Sinto um furor, meu peito queima tanto quanto minha perna, a cólera se espalha tomando conta de mim. Não deixando espaço para nada que não seja a fúria por não ser mais o homem que eu era, por ser alguém que não reconheço mais.

Sobrepujando meu ódio, arrasto-me para fora da cama e pulo numa perna até o banheiro. Jogo-me sobre a cadeira de banho, abro o chuveiro e deixo a água quente cair sobre o coto. Esperando que isso seja suficiente para desaparecer a dor.

— Zander? — Ouço minha tia bater à porta.

Não respondo. Ela insiste.

— Pilar acabou de me ligar para saber se você vai à fazenda. Eu disse que sim, que levaria você. Já está terminando o banho?

Fecho os olhos e procuro me acalmar.

— Zander?

— Sim, estou acabando — respondo, controlando minha respiração.

Aos poucos, a dor enfraquece e eu me sinto amortecido. Exatamente como quando me tiraram debaixo dos escombros. É um cansaço que me doma, a vontade é de me arrastar de volta para a cama e dormir pelo resto do dia, de me trancar num quarto escuro e silencioso e não ouvir ou ver ninguém.

Fecho a água e me retenho sentado na cadeira, esperando reunir a força necessária para me mover de volta para o quarto. Respiro fundo, dominando a vontade de chorar caído no chão. Logo eu, que desde a adolescência não sei como é chorar, percebo que meus olhos estão a um ponto de transbordarem.

Quando por fim estou seco, vestido e com a prótese, demoro ainda um minuto antes de abrir a porta do quarto e encarar minha tia, encarar o mundo ao meu redor.

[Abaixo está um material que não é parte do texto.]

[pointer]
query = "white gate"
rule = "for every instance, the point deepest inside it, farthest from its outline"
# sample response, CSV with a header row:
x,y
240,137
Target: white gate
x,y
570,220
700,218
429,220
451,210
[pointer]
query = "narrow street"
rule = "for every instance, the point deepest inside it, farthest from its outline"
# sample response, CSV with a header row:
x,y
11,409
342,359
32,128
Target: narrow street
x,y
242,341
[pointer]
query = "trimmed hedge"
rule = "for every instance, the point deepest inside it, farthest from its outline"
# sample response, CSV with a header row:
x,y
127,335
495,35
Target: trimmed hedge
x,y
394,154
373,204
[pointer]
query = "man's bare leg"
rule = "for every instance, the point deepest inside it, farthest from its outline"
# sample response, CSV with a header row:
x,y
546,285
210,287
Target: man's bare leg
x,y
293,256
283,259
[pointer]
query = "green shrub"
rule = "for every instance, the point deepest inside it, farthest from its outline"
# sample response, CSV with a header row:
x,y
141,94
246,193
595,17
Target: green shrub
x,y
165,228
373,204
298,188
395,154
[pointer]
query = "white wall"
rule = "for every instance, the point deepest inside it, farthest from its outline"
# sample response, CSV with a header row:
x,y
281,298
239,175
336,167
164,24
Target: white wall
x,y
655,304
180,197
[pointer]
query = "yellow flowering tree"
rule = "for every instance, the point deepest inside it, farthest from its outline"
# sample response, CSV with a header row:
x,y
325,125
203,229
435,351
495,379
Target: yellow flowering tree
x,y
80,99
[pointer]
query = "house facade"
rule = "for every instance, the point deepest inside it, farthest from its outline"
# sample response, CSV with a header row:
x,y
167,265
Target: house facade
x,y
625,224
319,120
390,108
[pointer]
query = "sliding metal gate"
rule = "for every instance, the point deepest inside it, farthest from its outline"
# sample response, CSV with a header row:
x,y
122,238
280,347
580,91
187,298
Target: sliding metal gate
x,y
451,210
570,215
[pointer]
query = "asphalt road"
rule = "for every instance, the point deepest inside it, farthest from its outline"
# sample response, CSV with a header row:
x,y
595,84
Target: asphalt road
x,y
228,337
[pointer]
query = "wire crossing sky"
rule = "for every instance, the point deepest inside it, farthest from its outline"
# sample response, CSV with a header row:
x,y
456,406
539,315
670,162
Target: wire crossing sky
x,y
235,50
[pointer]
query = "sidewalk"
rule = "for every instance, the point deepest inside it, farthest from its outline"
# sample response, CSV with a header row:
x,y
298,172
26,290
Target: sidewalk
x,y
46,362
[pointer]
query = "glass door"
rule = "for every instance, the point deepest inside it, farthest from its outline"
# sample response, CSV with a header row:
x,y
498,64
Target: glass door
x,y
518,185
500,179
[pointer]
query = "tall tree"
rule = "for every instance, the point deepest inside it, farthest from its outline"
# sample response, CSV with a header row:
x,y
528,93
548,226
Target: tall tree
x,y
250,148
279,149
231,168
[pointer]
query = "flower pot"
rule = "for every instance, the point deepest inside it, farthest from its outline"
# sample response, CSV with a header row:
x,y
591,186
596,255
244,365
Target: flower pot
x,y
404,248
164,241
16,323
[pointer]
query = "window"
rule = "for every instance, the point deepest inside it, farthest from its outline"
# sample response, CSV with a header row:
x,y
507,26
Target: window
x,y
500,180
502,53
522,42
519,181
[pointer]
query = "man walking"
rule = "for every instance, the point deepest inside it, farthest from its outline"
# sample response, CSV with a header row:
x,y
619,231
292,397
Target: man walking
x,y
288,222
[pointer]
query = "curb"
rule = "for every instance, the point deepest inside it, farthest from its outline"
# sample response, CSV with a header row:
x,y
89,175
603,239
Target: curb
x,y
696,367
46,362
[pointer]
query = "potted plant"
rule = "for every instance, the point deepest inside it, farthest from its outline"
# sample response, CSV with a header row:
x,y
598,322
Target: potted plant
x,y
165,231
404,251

— Você demorou — diz ela, assim que me vê. — Venha tomar café antes de sairmos.

Sento-me à mesa sem vontade de comer, mas antes que eu desperte o aguçado sentido da minha tia, resolvo tomar uma xícara de café e comer algumas torradas.

— Só vai comer isso? Acha que é suficiente para um homem da sua envergadura? Esses músculos todos não precisam de energia?

— Não tenho fome pela manhã — respondo, levando minha xícara até a pia para lavá-la. — Melhor sairmos logo, estou atrasado.